Common said he has reached out to Angelou and discussed the lyrics in question. He said he still feels like a “child to her.”

“I think it’s important that I express who I am and she’s able to express who she is,” Common said. “She has no really negative vibes towards me […] We in a good space. At the end of day, I’m not going to always do everything that she probably would see as right but at the same token, she respects and she is in full support of me and is grateful to be on the album and I’m grateful to have her on the album.”

Common spoke for roughly 15 minutes to the students and posed for pictures afterwards. He shared his story of wanting to become a rapper but not having enough faith in his own dream – and said he was delighted to see so many young men ahead of the curve.

He also performed an impromptu freestyle, shouting out the school and the South Bronx community.

The Chicago-born emcee will release his ninth album Tuesday, The Dreamer, The Believer.

It’s been an eventful year for the 39-year-old rapper.

“Dreamer-gate” is not the first ‘controversy’ Common has dealt with this year. In April, an invitation by the first lady to read poetry at the White House raised eyebrows from conservative pundits and bloggers who said Com’s lyrics were violent and profanity-laced. Common went on to perform at the White House, alongside fellow performers like Jill Scott.
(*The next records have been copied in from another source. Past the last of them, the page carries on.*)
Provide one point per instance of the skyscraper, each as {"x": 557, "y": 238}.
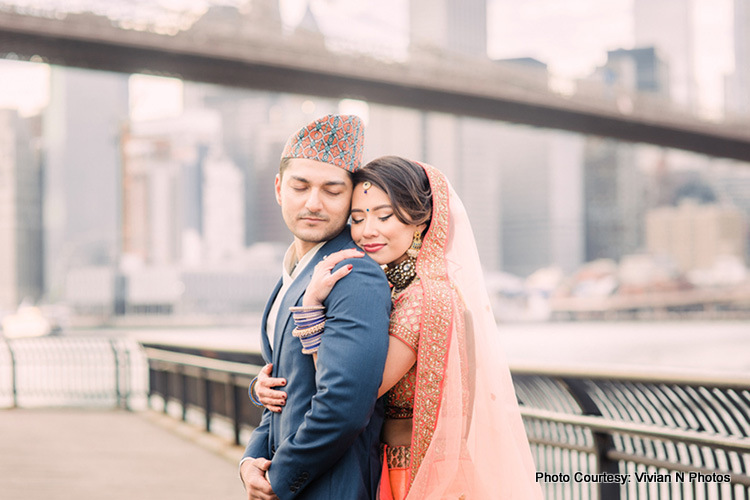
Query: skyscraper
{"x": 615, "y": 185}
{"x": 737, "y": 97}
{"x": 668, "y": 26}
{"x": 82, "y": 128}
{"x": 21, "y": 252}
{"x": 458, "y": 26}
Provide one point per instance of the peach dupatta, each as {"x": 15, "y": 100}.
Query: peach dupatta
{"x": 468, "y": 439}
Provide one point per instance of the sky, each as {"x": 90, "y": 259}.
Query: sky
{"x": 572, "y": 37}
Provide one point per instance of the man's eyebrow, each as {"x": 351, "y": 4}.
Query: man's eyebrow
{"x": 328, "y": 183}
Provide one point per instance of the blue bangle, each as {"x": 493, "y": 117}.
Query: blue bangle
{"x": 252, "y": 396}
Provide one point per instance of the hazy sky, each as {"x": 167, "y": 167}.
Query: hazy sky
{"x": 572, "y": 37}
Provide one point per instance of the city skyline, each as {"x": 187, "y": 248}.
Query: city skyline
{"x": 572, "y": 39}
{"x": 536, "y": 197}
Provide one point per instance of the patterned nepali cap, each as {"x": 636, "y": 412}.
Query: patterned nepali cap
{"x": 334, "y": 139}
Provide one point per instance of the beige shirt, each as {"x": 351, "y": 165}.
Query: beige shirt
{"x": 291, "y": 269}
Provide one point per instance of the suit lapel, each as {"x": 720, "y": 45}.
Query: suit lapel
{"x": 284, "y": 318}
{"x": 265, "y": 344}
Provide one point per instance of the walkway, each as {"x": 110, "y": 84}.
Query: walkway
{"x": 93, "y": 454}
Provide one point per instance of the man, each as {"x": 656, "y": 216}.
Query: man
{"x": 324, "y": 445}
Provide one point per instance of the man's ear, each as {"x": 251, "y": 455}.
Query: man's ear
{"x": 277, "y": 185}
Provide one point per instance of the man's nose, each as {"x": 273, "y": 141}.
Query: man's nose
{"x": 370, "y": 231}
{"x": 313, "y": 203}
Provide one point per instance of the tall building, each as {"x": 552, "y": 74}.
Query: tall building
{"x": 697, "y": 235}
{"x": 614, "y": 195}
{"x": 737, "y": 91}
{"x": 223, "y": 209}
{"x": 21, "y": 251}
{"x": 668, "y": 25}
{"x": 616, "y": 188}
{"x": 82, "y": 185}
{"x": 177, "y": 199}
{"x": 541, "y": 199}
{"x": 458, "y": 26}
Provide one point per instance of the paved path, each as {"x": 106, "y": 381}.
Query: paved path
{"x": 115, "y": 455}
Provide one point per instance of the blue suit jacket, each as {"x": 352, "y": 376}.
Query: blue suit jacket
{"x": 325, "y": 442}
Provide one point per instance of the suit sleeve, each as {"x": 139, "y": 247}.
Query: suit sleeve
{"x": 257, "y": 446}
{"x": 351, "y": 360}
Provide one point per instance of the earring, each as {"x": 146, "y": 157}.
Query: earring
{"x": 416, "y": 244}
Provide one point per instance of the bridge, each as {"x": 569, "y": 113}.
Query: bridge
{"x": 259, "y": 55}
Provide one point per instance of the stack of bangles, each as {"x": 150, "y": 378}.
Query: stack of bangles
{"x": 253, "y": 398}
{"x": 310, "y": 321}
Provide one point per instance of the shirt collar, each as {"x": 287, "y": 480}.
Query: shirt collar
{"x": 292, "y": 267}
Common performed at Angelou’s 82nd birthday party last year, and he told theGrio the two will remain close.

Angelou’s poem appears at the end of the track in question. She closes the track referencing the courage many African slaves possessed in their journey to America:

“From all over the world, they came to America. Many shivering in rags and still they dared to dream. Let us dream for today and for tomorrow. Let us dare to dream.